They're often scoped narrowly. A "partial outage in the EU" status might affect 100% of your users if your users are in the EU. The page technically reflects the vendor's view, but the impact map is yours.
They miss degraded-but-working scenarios. Some of the worst vendor issues are intermittent slowdowns, elevated error rates at 2-5%, or authentication oddities that only affect a subset. These rarely make the status page.
You have to be subscribed. A status page you don't watch doesn't protect you.
The right play is to aggregate status pages from all critical vendors into one place where you actually see them — a channel, a dashboard, or a monitoring tool that consumes status-page APIs. This is infrastructure work, but it's small infrastructure work. Is That Down was built to do exactly this: one place that watches every vendor status page you tell it to, and alerts when any of them declare an incident.
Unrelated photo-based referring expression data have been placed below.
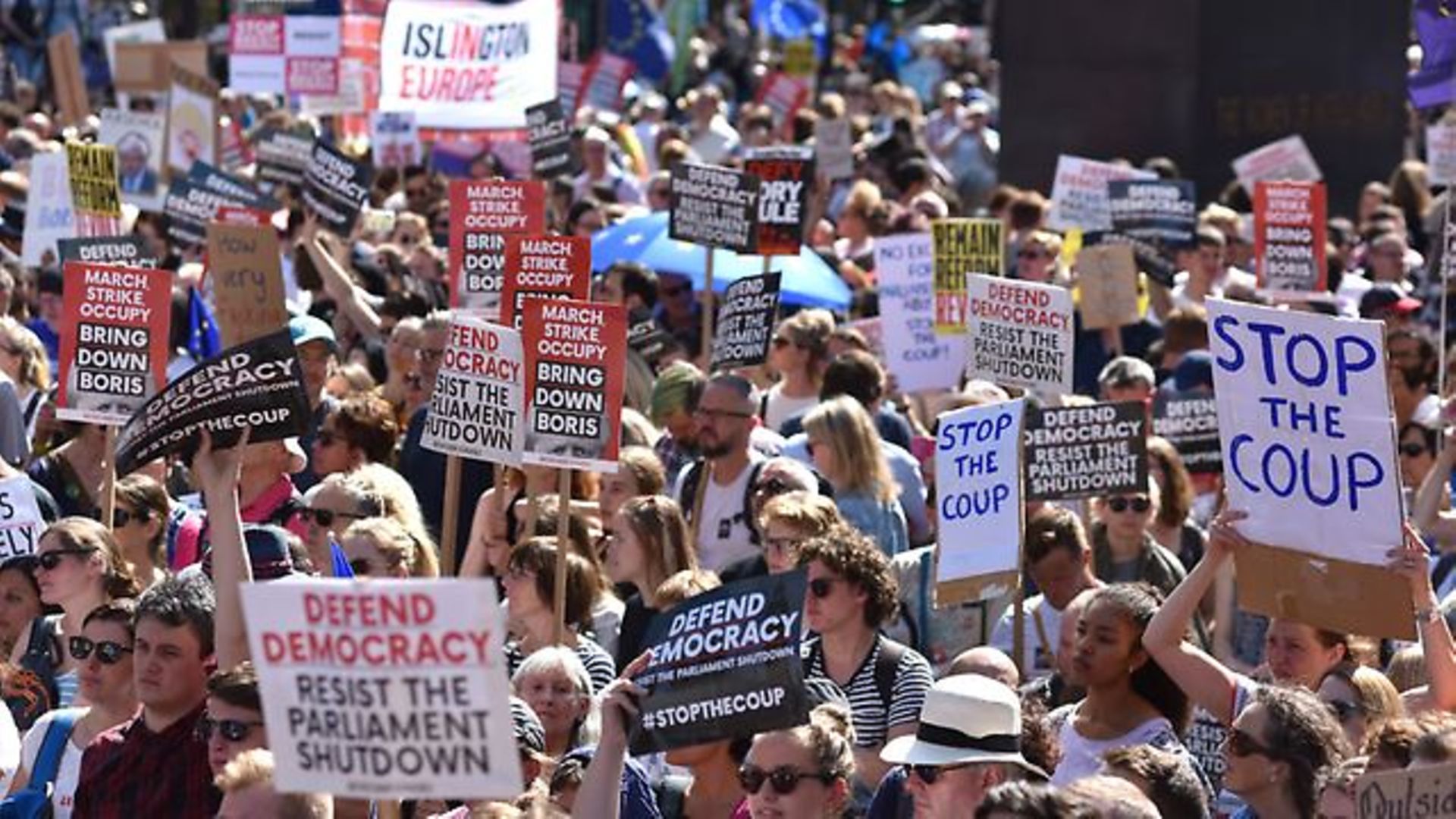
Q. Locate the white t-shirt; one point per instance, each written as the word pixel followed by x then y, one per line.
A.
pixel 63 796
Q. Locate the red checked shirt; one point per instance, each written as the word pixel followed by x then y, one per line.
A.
pixel 131 771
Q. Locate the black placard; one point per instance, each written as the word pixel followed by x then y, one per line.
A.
pixel 1190 422
pixel 256 385
pixel 714 207
pixel 726 665
pixel 746 322
pixel 1076 452
pixel 335 187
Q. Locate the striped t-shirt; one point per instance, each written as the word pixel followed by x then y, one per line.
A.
pixel 871 714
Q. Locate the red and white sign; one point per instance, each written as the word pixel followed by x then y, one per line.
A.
pixel 482 215
pixel 1289 237
pixel 554 267
pixel 466 64
pixel 576 373
pixel 114 341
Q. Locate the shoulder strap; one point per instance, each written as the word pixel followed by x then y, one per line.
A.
pixel 49 761
pixel 886 667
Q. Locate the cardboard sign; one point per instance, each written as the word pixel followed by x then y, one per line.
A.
pixel 256 385
pixel 835 149
pixel 283 156
pixel 468 64
pixel 482 215
pixel 1440 153
pixel 1153 210
pixel 1408 793
pixel 394 137
pixel 49 215
pixel 246 275
pixel 191 120
pixel 785 181
pixel 714 207
pixel 576 362
pixel 552 267
pixel 726 664
pixel 979 502
pixel 67 77
pixel 1310 452
pixel 1107 286
pixel 1079 196
pixel 915 353
pixel 20 522
pixel 963 246
pixel 1190 422
pixel 1288 159
pixel 1076 452
pixel 746 322
pixel 1019 334
pixel 1289 237
pixel 335 187
pixel 95 196
pixel 549 133
pixel 114 341
pixel 384 689
pixel 479 394
pixel 121 251
pixel 139 139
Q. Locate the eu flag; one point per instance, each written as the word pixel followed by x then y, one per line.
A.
pixel 637 31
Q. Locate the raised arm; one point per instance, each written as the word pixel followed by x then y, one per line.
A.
pixel 1204 679
pixel 216 471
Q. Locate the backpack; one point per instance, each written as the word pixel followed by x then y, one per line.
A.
pixel 34 800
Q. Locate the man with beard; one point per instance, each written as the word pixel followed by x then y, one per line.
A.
pixel 714 491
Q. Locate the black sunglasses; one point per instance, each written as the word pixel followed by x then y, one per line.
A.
pixel 232 730
pixel 53 558
pixel 1139 503
pixel 324 516
pixel 120 518
pixel 107 651
pixel 783 780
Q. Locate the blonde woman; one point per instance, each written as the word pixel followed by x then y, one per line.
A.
pixel 846 450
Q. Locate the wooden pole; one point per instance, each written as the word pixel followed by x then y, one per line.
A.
pixel 108 487
pixel 449 521
pixel 563 544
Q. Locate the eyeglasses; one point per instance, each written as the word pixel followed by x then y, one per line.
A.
pixel 823 586
pixel 121 516
pixel 324 516
pixel 1138 504
pixel 232 730
pixel 783 780
pixel 930 773
pixel 107 651
pixel 1244 745
pixel 53 558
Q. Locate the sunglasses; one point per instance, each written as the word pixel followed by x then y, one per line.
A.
pixel 120 518
pixel 107 651
pixel 53 558
pixel 783 780
pixel 232 730
pixel 324 516
pixel 930 773
pixel 1138 504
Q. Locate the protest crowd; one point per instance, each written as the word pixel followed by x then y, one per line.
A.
pixel 717 436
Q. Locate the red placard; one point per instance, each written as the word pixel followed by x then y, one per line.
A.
pixel 1289 237
pixel 114 340
pixel 555 267
pixel 576 362
pixel 482 215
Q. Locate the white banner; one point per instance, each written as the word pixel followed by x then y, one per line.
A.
pixel 465 64
pixel 384 689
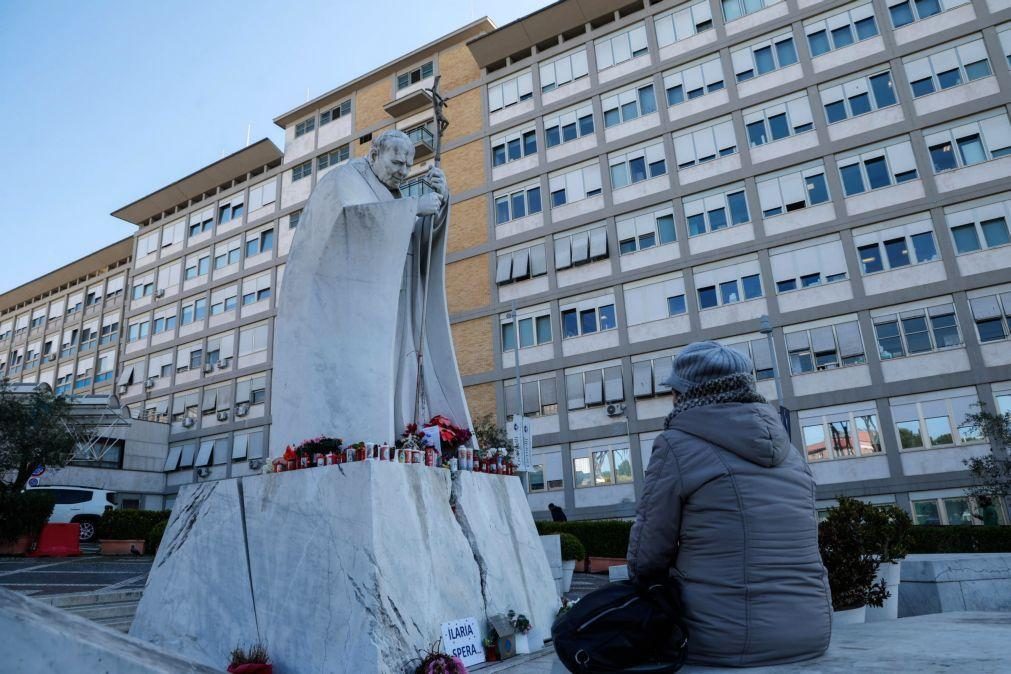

Monitoring your own funnels beats trusting status pages
A more robust pattern is to monitor the effect of vendor health on your own service. Synthetic transactions that exercise the critical paths your vendors participate in:
- A scripted checkout end-to-end, once a minute
- A scripted login round-trip
- A test email sent through your transactional provider and checked at the destination
- A test API call to a critical third-party dependency
When one of these breaks, you care about the impact whether or not your vendor has declared an incident. This catches things status pages miss and gives you faster detection than waiting for the vendor to acknowledge.
Fallbacks aren't always graceful, but they should be known
"What's the fallback?" is the question most SMBs answer with a long pause.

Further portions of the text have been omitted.